While Turner applied his own unique style to all he encountered on his travels, and quickly achieved success, Constable laboured long and hard to forge a very different type of painting that addressed the specifics of the places he knew well. If you go to East Bergholt or Dedham in Suffolk, you will have no problem spotting his subjects. But even if you have never been to Suffolk, you can’t miss the veracity of Constable’s depiction of the countryside. This is all too easy to take for granted now, but it appeared awkward and unconventional when seen in the early 19th century.
Questioning the direction signposted by Turner, Constable had articulated his desire for a simpler, less artificial type of landscape, which he termed "natural peinture". This led him to work directly in front of his subjects in oils. Though this was a practice that had long antecedents in British (and European) painting, what was unusual in Constable’s art was that he developed some of his compositions fairly fully en plein air, with only final revisions to the canvases once he got them back to his studio.
By the 1820s, when he had at last begun to gain recognition at the Academy, Constable altered his method to produce some of the most ambitious landscapes of the period. Pictures such as The Leaping Horse (1825) retained the authenticity of his close observation of nature, but adopted an increasingly expressive application of the paint.
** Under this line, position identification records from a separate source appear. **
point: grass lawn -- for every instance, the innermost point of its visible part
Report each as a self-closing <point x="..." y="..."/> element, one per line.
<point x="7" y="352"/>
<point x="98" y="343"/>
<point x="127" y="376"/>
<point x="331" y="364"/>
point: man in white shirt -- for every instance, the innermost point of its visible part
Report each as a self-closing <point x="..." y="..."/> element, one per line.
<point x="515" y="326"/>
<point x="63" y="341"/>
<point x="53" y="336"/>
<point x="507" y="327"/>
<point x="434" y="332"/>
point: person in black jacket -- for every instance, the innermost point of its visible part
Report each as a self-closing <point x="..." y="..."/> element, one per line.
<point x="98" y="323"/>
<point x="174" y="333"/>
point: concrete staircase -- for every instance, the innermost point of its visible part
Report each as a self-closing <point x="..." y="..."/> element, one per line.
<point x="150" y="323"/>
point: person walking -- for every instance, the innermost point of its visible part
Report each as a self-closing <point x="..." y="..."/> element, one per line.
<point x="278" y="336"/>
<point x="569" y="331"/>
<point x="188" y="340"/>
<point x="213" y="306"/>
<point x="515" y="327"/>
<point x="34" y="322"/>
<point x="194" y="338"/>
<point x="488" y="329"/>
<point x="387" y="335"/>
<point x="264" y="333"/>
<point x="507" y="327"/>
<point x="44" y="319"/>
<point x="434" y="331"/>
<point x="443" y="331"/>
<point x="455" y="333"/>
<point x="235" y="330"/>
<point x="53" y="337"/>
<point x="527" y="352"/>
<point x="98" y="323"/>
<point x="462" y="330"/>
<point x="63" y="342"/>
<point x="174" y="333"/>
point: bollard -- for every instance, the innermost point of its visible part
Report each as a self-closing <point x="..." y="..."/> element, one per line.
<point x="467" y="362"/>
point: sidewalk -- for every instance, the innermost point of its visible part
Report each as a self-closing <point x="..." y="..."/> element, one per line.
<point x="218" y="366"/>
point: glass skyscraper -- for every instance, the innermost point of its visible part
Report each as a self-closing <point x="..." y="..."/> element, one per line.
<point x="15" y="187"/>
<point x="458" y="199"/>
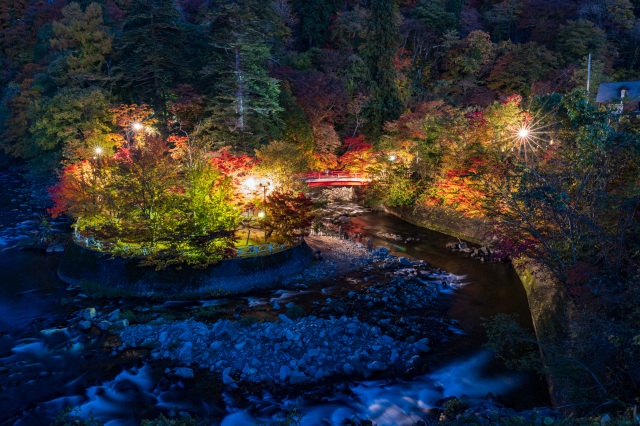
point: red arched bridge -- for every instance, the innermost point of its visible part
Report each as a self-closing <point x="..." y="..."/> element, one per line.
<point x="336" y="178"/>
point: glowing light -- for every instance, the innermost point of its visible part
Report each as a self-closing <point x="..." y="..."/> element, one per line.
<point x="523" y="133"/>
<point x="250" y="183"/>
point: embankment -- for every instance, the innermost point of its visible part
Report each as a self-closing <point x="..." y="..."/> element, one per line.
<point x="116" y="276"/>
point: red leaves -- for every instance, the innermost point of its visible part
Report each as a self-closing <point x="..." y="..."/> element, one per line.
<point x="235" y="166"/>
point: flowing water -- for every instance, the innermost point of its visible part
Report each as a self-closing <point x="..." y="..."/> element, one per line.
<point x="47" y="368"/>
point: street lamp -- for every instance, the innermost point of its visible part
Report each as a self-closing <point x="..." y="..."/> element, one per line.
<point x="264" y="186"/>
<point x="523" y="133"/>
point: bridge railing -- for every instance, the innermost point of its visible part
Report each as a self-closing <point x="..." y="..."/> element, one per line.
<point x="335" y="174"/>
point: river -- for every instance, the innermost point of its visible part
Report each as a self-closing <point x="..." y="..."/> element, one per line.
<point x="44" y="367"/>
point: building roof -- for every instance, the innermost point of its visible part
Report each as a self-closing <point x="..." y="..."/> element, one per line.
<point x="610" y="92"/>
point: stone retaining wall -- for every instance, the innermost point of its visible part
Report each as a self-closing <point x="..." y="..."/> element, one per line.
<point x="442" y="220"/>
<point x="123" y="277"/>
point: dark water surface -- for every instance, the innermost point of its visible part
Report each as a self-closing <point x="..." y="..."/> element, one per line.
<point x="58" y="369"/>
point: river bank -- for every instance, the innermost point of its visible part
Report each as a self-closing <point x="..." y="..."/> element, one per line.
<point x="96" y="372"/>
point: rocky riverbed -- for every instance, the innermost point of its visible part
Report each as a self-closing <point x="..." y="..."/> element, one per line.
<point x="379" y="325"/>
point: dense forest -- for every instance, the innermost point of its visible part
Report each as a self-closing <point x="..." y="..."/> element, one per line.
<point x="149" y="110"/>
<point x="310" y="73"/>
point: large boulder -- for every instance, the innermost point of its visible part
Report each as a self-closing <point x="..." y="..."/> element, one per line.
<point x="225" y="330"/>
And when the Hay Wain (1824) was shown in Paris it communicated a new vision of landscape and a fresh means of recording it that remained a palpable influence in France, from the Barbizon School to the Impressionists. In fact it is Constable, rather than Turner, who should be lauded as the "first Impressionist". Either way, the achievements of the two men as landscape artists heralded and reflected a new fascination with the environment, which continues to stimulate new responses more than 150 years later, as seen in this show in contemporary works by Academicians Michael Kenny and Richard Long.
Constable, Gainsborough, Turner and the Making of Landscape, John Madejski Fine Rooms and Weston Rooms, Royal Academy of Arts, 8 December–17 February 2013
Loutherbourg (Strasbourg 1740-London 1812), Musée de la Ville de Strasbourg, 17 November–18 February 2013
Ian Warrell is a curator and Turner scholar.